Une loi controversée
La nouvelle législation anti-blanchiment (AML) de l’Union européenne, prévue pour entrer en vigueur en 2027, est une réforme ambitieuse visant à renforcer les mécanismes de lutte contre les flux financiers illicites. Elle s’inscrit dans un contexte où les scandales de blanchiment d’argent, souvent impliquant des sommes colossales, ont terni la réputation de plusieurs États membres. Cependant, une disposition particulière, introduite tardivement, suscite des inquiétudes : l’exemption des loteries nationales.
L’objectif principal de la législation est de moderniser et d’harmoniser les règles anti-blanchiment au sein des 27 États membres. Le texte final de cette réglementation inclut une clause controversée qui classe les loteries nationales comme des entités à faible risque de blanchiment d’argent.

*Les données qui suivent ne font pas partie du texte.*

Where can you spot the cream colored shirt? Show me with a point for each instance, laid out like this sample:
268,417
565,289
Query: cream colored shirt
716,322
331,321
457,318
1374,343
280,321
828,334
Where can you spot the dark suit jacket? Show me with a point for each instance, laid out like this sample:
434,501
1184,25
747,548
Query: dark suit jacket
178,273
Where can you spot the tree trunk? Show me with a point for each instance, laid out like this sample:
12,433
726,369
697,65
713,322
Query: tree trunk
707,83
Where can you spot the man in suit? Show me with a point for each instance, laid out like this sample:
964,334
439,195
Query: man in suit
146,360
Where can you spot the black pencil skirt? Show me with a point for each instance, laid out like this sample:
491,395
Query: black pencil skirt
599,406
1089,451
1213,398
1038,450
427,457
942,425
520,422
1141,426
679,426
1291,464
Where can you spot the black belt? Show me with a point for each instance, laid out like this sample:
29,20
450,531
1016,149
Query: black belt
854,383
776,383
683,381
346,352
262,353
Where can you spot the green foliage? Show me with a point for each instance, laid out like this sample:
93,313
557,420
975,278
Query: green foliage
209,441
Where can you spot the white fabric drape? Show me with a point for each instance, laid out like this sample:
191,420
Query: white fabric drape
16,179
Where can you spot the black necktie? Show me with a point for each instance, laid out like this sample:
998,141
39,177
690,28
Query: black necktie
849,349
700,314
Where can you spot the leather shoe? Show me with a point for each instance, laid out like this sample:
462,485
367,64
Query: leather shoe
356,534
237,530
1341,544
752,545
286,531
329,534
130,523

Les conséquences potentielles
En classant les loteries nationales comme des entités à faible risque, les États membres pourront demander une dérogation à certaines obligations AML, sous réserve de l’approbation de la Commission européenne. Ces dérogations pourraient inclure :
- Une réduction des obligations de déclaration pour les transactions suspectes.

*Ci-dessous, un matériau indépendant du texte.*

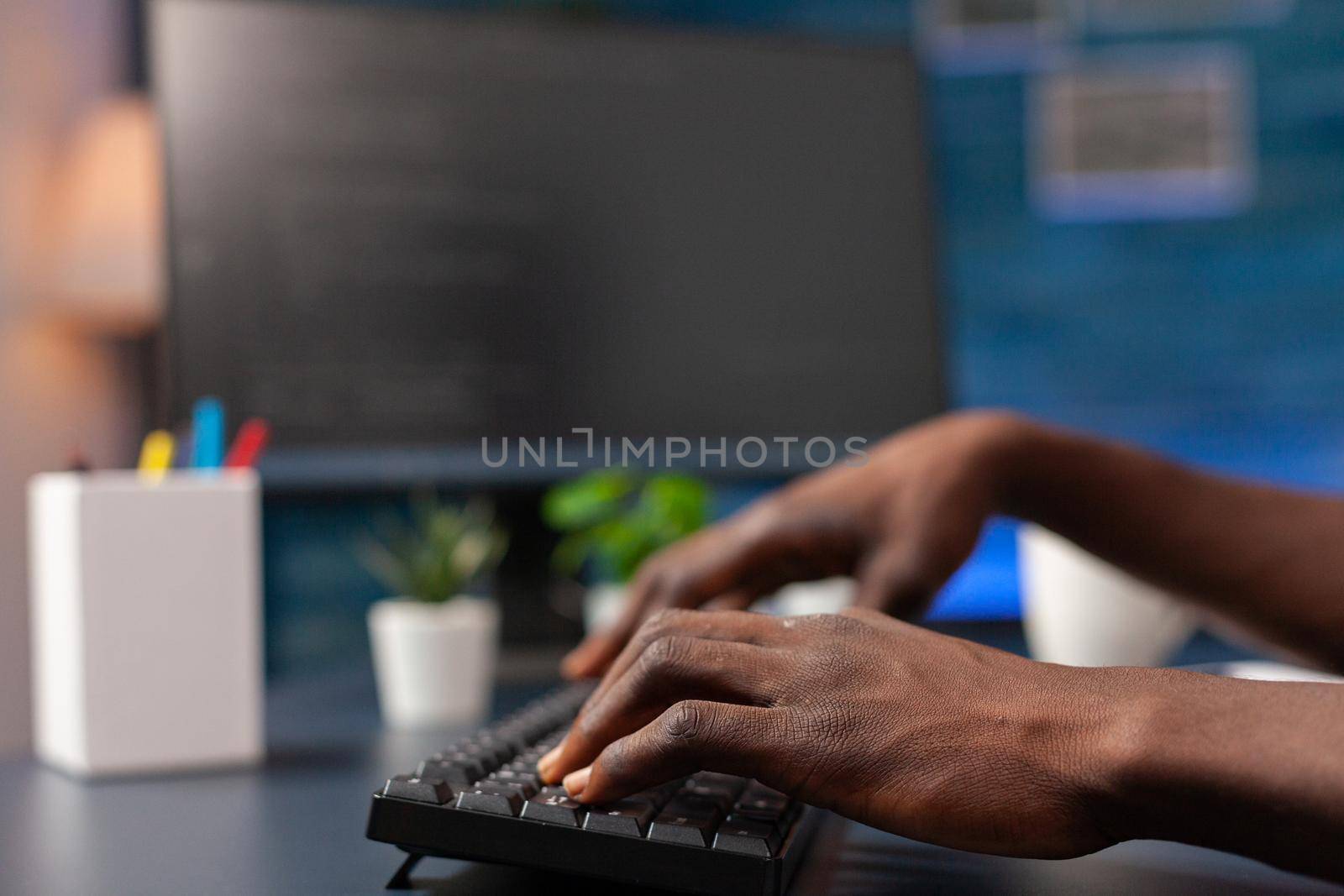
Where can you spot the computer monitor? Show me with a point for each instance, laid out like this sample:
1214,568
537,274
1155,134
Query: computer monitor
396,231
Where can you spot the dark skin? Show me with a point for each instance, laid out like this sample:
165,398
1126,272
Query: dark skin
961,745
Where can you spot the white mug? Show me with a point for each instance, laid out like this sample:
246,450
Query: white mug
1082,611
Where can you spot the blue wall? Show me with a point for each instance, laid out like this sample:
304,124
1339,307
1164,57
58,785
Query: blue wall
1216,340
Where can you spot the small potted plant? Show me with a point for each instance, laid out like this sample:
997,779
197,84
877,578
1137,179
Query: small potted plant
611,521
433,641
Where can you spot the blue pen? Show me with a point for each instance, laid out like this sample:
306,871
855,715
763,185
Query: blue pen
207,434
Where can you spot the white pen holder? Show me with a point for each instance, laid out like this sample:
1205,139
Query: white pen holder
147,651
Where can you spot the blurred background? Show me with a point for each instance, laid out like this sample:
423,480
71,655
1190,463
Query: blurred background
1119,215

- Une limitation des audits externes imposés aux loteries.
- Une moindre surveillance des flux financiers liés aux activités de ces entités.
Ce n’est pas la Commission européenne qui a proposé cette exemption dans son projet initial de 2021. Elle a été ajoutée à la suite de pressions exercées par certains députés européens, notamment en provenance d’États membres ayant des intérêts économiques dans leurs loteries nationales. Les négociations autour de cette clause ont été tendues jusqu’à la fin de 2023, reflétant des divergences importantes entre les parties prenantes.
Un timing troublant
La coïncidence entre l’introduction de la nouvelle loi et l’affaire Reynders interpelle. Didier Reynders nie toute influence sur la réglementation ou sur la Loterie durant son mandat, mais les critiques rappellent qu’il était aux commandes de la Justice européenne au moment où les discussions sur la loi étaient en cours. Cette exemption pourrait-elle être exploitée pour minimiser les risques juridiques auxquels il fait face ? C’est l’avis de certains qui se demandent si cette législation pourrait indirectement protéger des pratiques actuellement sous investigation.
Bien que la nouvelle loi AML ait été saluée pour son ambition, son efficacité pourrait être mise en péril par cette controverse. Les critiques appellent à une révision de ces exemptions avant l’entrée en vigueur de la législation, afin d’assurer que toutes les entités, y compris les loteries nationales, soient soumises à des contrôles rigoureux et équitables.